The blue-haired girl look confused,

"I thought we were gonna go swimming."

"Luna, just go change so we can go for our walk already!"

"Ugh, fine!"

After exactly 7 minutes and 49 seconds, Luna stomped into the living room in jeans, a tank top, sweater, black trench coat, raccoon beanie, and cherry-red Doc Martins.

She pulled on her sweater uncomfortably,

"Do I have to wear this? You know I over-heat easily and can get hyperthermia!"

Clara looked confused,

"I thought that hyperthermia was when you got too cold."

Bruce shook his head,

"No, you're thinking of hypOthermia, Luna gets hypERthermia, which could actually pose a problem."

Loki sighed, and then walked over to Luna, taking her small hand in his larger one.

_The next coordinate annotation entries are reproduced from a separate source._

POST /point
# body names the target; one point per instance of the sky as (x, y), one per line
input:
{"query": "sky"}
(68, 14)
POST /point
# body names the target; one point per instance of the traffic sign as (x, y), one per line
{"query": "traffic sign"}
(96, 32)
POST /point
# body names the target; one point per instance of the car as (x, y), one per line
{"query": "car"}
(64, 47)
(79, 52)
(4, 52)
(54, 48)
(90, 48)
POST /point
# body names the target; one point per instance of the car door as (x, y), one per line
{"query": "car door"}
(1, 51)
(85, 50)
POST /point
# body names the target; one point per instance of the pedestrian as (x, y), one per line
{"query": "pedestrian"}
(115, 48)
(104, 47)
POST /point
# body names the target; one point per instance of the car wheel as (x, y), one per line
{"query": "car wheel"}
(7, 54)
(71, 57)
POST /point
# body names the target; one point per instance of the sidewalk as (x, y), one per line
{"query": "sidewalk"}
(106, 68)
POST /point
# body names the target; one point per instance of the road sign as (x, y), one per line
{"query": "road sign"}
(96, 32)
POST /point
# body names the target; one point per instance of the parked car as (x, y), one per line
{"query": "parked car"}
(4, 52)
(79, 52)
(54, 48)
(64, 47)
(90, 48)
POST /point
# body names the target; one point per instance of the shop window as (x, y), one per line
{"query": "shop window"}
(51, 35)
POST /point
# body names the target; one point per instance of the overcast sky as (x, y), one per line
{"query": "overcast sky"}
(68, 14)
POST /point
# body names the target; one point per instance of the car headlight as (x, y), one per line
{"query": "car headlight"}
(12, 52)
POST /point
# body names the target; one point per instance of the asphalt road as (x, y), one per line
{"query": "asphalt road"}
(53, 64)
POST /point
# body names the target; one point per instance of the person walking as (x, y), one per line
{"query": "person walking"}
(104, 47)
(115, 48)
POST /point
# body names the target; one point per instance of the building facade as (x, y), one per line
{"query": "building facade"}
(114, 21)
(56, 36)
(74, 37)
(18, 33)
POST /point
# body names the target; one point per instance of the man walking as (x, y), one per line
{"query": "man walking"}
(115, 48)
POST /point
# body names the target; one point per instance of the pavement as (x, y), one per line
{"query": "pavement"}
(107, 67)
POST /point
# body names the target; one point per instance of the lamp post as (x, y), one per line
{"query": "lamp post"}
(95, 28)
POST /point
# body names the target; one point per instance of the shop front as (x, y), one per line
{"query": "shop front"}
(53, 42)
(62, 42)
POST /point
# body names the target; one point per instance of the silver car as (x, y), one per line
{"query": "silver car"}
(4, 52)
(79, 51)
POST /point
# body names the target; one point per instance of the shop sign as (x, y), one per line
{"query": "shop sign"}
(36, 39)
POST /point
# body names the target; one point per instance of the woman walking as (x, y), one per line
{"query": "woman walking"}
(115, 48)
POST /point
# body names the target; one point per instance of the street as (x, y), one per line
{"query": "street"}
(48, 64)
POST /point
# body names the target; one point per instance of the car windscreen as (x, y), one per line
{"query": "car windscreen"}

She looked up at him, surprise shining in her big electric blue eyes,

"You're… You're freezing!"

Loki looked away,

"Yes."

"Um…why?"

"I'd rather not talk about it."

The blue haired girl shrugged,

"Okay."

"Okay?" Loki repeated curiously.

She nodded,

"Yeah. Come on, let's go!"

And with that, the Whovengers followed Luna into the elevator, a confused Loki on her arm.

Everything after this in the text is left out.